Percentage is taken from total number of tuple4 appearances (that is: $N*5$).

Now we "play" again (pick 5 unique (distinct) numbers) - what is the probability that among 5 distinct tuple4 that sach a play generates:

  1. At least 3 would appear for the first time (thinking of all last N plays), remaining 2 - we don't care (also for the first time or for any $k-th$ time)
  2. Exactly 2 would appear for the first time and any of the remaining 3 would appear for second or third time (but not for first or 4th+ time)

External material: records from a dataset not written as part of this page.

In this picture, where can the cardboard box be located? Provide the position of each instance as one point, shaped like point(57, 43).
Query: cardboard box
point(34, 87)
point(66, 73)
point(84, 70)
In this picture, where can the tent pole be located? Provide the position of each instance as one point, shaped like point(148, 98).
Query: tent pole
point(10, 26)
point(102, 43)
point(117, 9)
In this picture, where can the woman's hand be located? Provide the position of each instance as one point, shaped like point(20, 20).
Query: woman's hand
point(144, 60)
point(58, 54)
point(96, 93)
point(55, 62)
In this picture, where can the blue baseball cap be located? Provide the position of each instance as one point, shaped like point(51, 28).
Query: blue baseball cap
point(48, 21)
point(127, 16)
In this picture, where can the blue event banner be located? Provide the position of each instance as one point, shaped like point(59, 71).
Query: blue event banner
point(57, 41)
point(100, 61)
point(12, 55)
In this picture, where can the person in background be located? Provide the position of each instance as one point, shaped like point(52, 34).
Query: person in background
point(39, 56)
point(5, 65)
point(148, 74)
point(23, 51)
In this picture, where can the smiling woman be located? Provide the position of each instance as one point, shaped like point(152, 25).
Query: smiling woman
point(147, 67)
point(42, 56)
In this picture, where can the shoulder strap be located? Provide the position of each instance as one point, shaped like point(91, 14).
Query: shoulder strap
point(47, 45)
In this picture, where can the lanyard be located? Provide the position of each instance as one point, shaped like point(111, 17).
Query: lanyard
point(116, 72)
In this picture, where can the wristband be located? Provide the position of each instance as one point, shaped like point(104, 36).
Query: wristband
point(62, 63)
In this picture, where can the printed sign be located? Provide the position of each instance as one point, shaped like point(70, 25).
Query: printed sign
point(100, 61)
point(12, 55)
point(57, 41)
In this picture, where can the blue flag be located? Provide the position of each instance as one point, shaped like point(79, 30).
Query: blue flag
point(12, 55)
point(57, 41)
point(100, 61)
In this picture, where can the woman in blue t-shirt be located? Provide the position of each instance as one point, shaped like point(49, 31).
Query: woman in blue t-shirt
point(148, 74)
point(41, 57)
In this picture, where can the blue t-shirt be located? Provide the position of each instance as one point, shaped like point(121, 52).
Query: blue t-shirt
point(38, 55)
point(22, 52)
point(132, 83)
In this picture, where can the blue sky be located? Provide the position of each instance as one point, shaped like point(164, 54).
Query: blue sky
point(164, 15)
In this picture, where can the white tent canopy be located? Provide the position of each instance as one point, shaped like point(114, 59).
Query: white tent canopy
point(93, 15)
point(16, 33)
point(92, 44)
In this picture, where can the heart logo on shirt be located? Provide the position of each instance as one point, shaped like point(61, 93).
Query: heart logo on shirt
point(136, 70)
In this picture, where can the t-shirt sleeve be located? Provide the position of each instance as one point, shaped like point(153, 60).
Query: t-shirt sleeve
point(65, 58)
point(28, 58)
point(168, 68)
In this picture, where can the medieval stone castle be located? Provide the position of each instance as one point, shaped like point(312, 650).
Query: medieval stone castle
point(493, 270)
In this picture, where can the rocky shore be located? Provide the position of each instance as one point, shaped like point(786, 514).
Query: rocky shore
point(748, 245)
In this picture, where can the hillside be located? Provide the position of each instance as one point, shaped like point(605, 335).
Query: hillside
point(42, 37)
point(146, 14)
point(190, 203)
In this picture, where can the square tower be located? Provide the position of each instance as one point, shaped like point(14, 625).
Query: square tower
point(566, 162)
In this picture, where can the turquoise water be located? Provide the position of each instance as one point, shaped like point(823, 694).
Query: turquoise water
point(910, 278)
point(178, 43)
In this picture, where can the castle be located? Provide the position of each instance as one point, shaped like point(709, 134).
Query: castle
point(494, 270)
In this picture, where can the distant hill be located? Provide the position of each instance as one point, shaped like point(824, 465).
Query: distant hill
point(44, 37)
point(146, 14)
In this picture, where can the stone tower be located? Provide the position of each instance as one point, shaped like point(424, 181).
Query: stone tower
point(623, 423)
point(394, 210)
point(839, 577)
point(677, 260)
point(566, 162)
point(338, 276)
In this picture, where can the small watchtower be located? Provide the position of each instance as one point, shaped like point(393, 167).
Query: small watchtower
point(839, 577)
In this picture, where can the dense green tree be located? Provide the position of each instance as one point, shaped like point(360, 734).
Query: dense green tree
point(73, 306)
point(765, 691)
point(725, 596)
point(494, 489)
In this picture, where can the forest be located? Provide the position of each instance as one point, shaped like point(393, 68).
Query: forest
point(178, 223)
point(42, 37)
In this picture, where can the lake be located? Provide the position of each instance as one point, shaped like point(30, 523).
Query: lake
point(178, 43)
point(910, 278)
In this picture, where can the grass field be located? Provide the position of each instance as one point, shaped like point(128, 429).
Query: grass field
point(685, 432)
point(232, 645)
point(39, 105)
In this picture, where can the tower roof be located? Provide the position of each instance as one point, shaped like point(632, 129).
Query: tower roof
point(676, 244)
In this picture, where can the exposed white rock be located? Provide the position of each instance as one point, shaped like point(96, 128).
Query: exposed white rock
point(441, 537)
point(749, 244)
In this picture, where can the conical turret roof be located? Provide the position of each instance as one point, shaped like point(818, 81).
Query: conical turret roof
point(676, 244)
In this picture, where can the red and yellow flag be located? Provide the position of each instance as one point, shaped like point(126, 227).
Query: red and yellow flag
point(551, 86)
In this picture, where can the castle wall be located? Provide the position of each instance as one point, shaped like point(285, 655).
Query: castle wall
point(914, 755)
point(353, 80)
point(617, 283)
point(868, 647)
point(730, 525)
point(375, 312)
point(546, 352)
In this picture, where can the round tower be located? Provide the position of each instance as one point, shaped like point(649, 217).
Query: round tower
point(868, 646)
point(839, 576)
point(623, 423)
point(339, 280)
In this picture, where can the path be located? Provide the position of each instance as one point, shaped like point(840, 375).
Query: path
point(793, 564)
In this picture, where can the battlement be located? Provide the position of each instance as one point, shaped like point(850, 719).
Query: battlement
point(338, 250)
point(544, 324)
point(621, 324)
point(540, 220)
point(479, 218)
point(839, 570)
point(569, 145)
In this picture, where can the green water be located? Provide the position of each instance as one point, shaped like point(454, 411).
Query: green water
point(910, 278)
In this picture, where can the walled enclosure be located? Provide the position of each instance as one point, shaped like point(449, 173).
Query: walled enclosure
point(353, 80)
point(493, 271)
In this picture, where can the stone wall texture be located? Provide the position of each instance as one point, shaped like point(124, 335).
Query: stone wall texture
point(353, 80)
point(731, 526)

How can I construct such formulas?

P.S. In all 376'992 possible combinations of 5 numbers from [1..36] there are 58'905 possible distinct tuple4. But I think this information and number of plays (N) is not needed. In my case N = 9400.

My thinking was like

At least 3 would appear for the first time (thinking of all last N plays), remaining 2 - we don't care (also for the first time or for any $k-th$ time): $(0.66)*(0.66)*(1-0.66)*((1-0.66)+0.66)*((1-0.66)+0.66) =$ 15%

At least 3 would appear for the first time (thinking of all last N plays), remaining 2 - only for the second time or more (but not for the first time): $(0.66)*(0.66)*(1-0.66)*((1-0.66))*((1-0.66)) = $ 1,7%

But these results don't seem to reflect what happens really (I did a good random-number computer simulation), so I think I made a mistake somewhere.